There are many definitions attempting to provide clarity to the term 'Big Data'. Many of these encompass the notion of bigness, where the magnitude of the data exceeds the storage capacity and computing capacity. Somewhat like the overwhelming feeling of trying to take a drink of water from a fire hose.
Within higher education, a definition that I find both interesting and concerning focuses on the position of combining data from multiple sources to improve student success. At first glance, who would argue against creating an environment of enabling students to achieve their goals. Probably no one! But on closer examination, what are the ethical responsibilities for managing and using student data? In other words, it's not the amount of data that’s important, but what the school does with the data that’s important.
Some of the earliest attempts to manage data emerged with data warehousing and executive information systems. These applications achieved operational success by enabling improved decisions, operational efficiency, and educational effectiveness. Transactional data from registrar and admission offices, and legacy data from student information systems, were released to academic and administrative leaders across campus. These data-rich resources supported predictive analytics for admission decisions, course offering patterns constrained by limited resources, improved graduation rates, best practices with peer institutions, and a host of other student-life practices.
Expanded Data Collection
The growth of technology driven applications has enabled the expansion of data collection opportunities. For example, a student’s interaction with the learning management system provides pertinent information to the course instructor about engagement and participation in course activities. Card-swipe systems provide information to campus administrators about the patterns of places (classrooms, resident hall, food service, bus transportation, recreation, etc.) the student frequents. Social media interactions with school services and applications result in data collection about the student’s interests. Interaction with many school endorsed, third-party hosted services (i.e. scholarship searches, career advisory networks, advising/counseling services, etc.) result in the collection of both personally identifiable data as well as data pertinent to the service. [IMPORTANT NOTE: Credentials Solutions does not maintain student's personal identifiable information. A simple record of the transaction is maintained, but detailed information about the student is not maintained.]
Because You Can, Should You?
The proliferation of data sources provides opportunities to create big-data and the temptation to utilize these data sources to improve student success is great. Technically, this coalescing of data may be very simple. The more important issue is should all this data, that was never intended to be connected, be connected? Are the student's interests being served, or are the school’s interests being served? What is the accountability? Do students know how their data is being used? The school has ethical responsibilities when managing and co-mingling big-data including commitments to honor the integrity, discretion, and privacy of the student.
Further complicating this is the emerging discussion differentiating “student” from “learner”. Students are generally considered to be within a more structured educational environment – they sign an admission application, pay tuition, register for courses, earn credits, receive transcripts/diplomas, and so on. Learners are less defined and structured – they have loose participation in a learning program, receive no credentials, and may never be challenged to provide personal identity. Given these distinctions, do learners have the same or less protection in the world of big-data?
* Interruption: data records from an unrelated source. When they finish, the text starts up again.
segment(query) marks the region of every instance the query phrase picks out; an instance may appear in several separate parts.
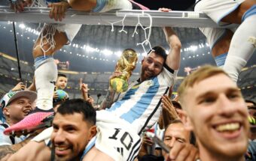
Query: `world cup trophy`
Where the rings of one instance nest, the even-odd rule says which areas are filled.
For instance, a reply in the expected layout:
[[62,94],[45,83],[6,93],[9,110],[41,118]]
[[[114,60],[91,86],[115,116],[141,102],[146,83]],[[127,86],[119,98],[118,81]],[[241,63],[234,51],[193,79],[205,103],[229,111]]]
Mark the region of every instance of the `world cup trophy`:
[[136,68],[138,56],[136,51],[132,49],[123,50],[120,58],[116,65],[116,71],[120,71],[122,74],[110,79],[110,85],[117,92],[123,92],[128,89],[128,79],[132,71]]

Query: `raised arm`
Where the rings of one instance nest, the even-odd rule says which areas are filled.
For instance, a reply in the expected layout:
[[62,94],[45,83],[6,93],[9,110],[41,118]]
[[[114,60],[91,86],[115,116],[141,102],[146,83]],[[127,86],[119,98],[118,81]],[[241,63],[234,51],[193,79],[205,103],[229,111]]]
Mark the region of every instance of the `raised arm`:
[[172,70],[178,70],[181,64],[181,43],[171,27],[164,27],[163,31],[170,48],[166,64]]
[[[169,8],[159,8],[158,10],[162,12],[169,12],[172,10]],[[167,56],[166,64],[172,70],[178,70],[181,64],[181,43],[176,33],[171,27],[163,27],[163,32],[166,35],[166,41],[170,48]]]

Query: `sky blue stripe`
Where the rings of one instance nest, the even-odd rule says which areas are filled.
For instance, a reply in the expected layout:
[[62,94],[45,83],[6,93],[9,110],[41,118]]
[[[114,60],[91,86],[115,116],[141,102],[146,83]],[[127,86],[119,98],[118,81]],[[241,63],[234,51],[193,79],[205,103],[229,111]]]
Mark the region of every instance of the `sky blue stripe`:
[[154,78],[153,82],[154,85],[148,88],[147,92],[142,95],[137,103],[135,104],[129,112],[120,116],[121,118],[132,124],[135,120],[142,116],[142,115],[151,105],[151,102],[157,93],[160,87],[157,77]]
[[120,100],[117,101],[110,109],[106,109],[108,112],[113,112],[120,107],[123,103],[127,100],[131,98],[131,96],[134,95],[135,93],[138,91],[139,87],[135,89],[130,89],[124,95],[124,97]]
[[256,5],[253,5],[250,9],[248,9],[242,16],[242,22],[243,22],[249,16],[256,13]]
[[96,137],[94,138],[94,140],[88,145],[86,147],[86,148],[84,151],[83,155],[81,157],[80,160],[83,160],[83,158],[84,157],[84,156],[87,154],[87,152],[93,148],[93,146],[94,146],[95,142],[96,140]]

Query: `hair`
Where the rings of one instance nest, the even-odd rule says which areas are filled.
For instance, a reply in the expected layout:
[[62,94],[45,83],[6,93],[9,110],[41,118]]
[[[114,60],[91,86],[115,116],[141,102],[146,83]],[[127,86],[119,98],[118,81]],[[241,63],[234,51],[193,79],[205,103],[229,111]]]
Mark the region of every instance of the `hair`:
[[72,99],[64,102],[57,109],[61,115],[83,115],[84,121],[96,124],[96,113],[93,107],[82,99]]
[[252,103],[252,104],[253,104],[253,106],[256,106],[256,103],[255,103],[255,102],[254,102],[254,101],[253,101],[253,100],[245,100],[245,103]]
[[[177,119],[175,119],[174,121],[172,121],[170,124],[169,124],[167,125],[167,127],[166,127],[166,130],[168,129],[168,127],[172,125],[172,124],[181,124],[184,125],[183,122],[177,118]],[[163,137],[166,136],[166,131],[164,131],[164,134],[163,134]],[[193,133],[193,131],[190,131],[190,134],[189,134],[189,142],[191,144],[191,145],[196,145],[196,136],[194,135],[194,133]]]
[[164,59],[164,62],[166,61],[166,58],[167,58],[167,54],[163,47],[160,46],[154,46],[152,48],[152,49],[149,50],[147,55],[149,55],[152,52],[154,52],[156,55],[161,56]]
[[67,78],[67,76],[66,76],[66,75],[65,75],[65,74],[60,74],[60,73],[59,73],[59,74],[58,74],[58,78],[59,78],[59,77],[60,77],[60,76],[62,76],[62,77]]
[[184,100],[184,95],[188,88],[192,88],[196,83],[218,74],[224,74],[229,77],[227,73],[222,69],[212,65],[203,66],[193,72],[190,75],[187,76],[178,88],[178,94],[181,106],[184,108],[183,106],[184,102],[185,101]]
[[175,109],[182,109],[181,103],[179,103],[178,101],[172,100],[172,103]]
[[126,51],[129,51],[129,50],[131,50],[132,52],[135,52],[135,53],[137,53],[136,52],[136,51],[135,51],[134,49],[124,49],[123,51],[123,52],[126,52]]

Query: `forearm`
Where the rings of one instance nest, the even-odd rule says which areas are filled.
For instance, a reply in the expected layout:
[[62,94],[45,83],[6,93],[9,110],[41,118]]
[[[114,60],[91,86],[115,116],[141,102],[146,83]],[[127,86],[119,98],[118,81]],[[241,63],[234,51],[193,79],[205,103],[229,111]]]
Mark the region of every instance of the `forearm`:
[[96,0],[69,0],[74,10],[90,11],[96,6]]
[[0,146],[0,160],[4,158],[8,154],[14,154],[26,145],[32,138],[28,138],[27,139],[21,142],[18,144],[13,145],[2,145]]
[[170,48],[166,64],[172,70],[178,70],[180,67],[181,43],[172,28],[165,27],[163,28],[163,31]]
[[111,105],[114,103],[114,95],[115,91],[111,88],[108,89],[106,97],[100,106],[100,109],[105,109],[110,108]]

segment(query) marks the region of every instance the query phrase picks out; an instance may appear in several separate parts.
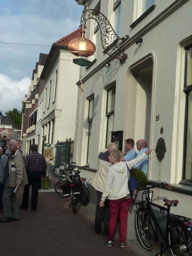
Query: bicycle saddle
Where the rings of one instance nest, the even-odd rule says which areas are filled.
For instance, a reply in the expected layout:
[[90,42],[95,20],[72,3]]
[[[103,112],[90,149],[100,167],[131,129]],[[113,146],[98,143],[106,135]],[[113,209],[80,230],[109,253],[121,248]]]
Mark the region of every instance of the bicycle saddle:
[[179,203],[178,200],[169,200],[169,199],[164,198],[163,201],[165,202],[164,205],[167,206],[173,205],[174,206],[177,206],[177,204]]

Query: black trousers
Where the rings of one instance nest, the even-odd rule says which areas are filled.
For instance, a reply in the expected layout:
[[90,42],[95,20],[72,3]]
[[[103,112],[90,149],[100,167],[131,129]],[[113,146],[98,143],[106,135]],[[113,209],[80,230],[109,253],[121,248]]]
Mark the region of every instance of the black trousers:
[[3,193],[4,188],[5,188],[5,184],[4,183],[0,183],[0,210],[3,210],[2,196],[3,196]]
[[106,199],[105,201],[105,206],[100,207],[99,202],[101,198],[102,193],[97,190],[97,203],[96,206],[95,217],[95,230],[101,231],[102,222],[103,222],[103,232],[108,232],[109,221],[110,218],[109,200]]
[[38,191],[41,189],[42,172],[29,172],[27,173],[28,183],[23,188],[23,199],[22,206],[27,208],[29,204],[29,189],[31,185],[31,209],[37,210],[38,202]]

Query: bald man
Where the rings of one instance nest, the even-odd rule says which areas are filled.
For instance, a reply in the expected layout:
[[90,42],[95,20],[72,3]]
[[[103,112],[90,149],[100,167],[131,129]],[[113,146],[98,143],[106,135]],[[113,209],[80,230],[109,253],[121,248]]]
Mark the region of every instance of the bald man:
[[[148,149],[147,143],[145,140],[140,139],[137,141],[137,148],[139,150],[136,158],[140,156]],[[141,170],[147,176],[149,156],[146,155],[145,158],[134,166],[134,169]]]

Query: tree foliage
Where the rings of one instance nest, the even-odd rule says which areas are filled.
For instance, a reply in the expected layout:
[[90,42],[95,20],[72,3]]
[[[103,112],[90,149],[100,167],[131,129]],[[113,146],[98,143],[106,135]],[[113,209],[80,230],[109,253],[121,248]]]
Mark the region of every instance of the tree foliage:
[[18,128],[21,127],[22,124],[22,111],[13,108],[12,110],[5,112],[5,115],[10,117],[15,123]]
As discussed in previous articles, the context of “the permanent record” is changing. Historically, each student had one record at each school; the school held the record exclusively and in perpetuity. Available data was limited and difficult to integrate with other data. The change now occurring is the rapid proliferation of providers, like MOOCS, certificate providers, and social media platforms. Schools are losing their complete control and the opportunities to create big-data is moving beyond the campus boundaries. As students assume control over their record, the school’s ability to create big-data becomes more of a clouded issue.
From a public policy perspective, the issue of big-data is critically important. As student enrollment patterns continue to become more complex by enrollment at multiple schools, policy makers have an increased challenge to manage public funding issues. The complete ability to track student enrollment from start-to-end is both compelling and reasonable in defining student success.
Responsible Use of Student Data
Most would agree that the real benefit of big-data is about the group, and not the individual. The Stanford University Center for Advanced Research through Online Learning has been developing principles for the responsible use of student data within the context of big-data. These emerging principles center on four basic beliefs:
1. Shared Understanding. All parties involved in the generation of data involving student interactions with school officials are to be provided with a clear explanation regarding the existence and use of this data.
2. Transparency. Students are entitled to complete explanations of how they are being assessed through the presence of collected data.
3. Informed Improvement. All student data used in research, including improving operational efficiencies and effectiveness, are subject to the school’s governance process.
4. Open Futures. Education should enable opportunity. Instructional, advisement, and assessment systems must be used in ways that enable students to demonstrate achievements.
For more information on these developing policies, feel free to visit the Stanford CAROL project page.
It is fair to say that computing capacity and storage are no longer the limitations of large data sets. The era of big-data is here, and its future is likely to expand. The issues still to be defined will center on the moral, ethical, and privacy issues of building and using big-data.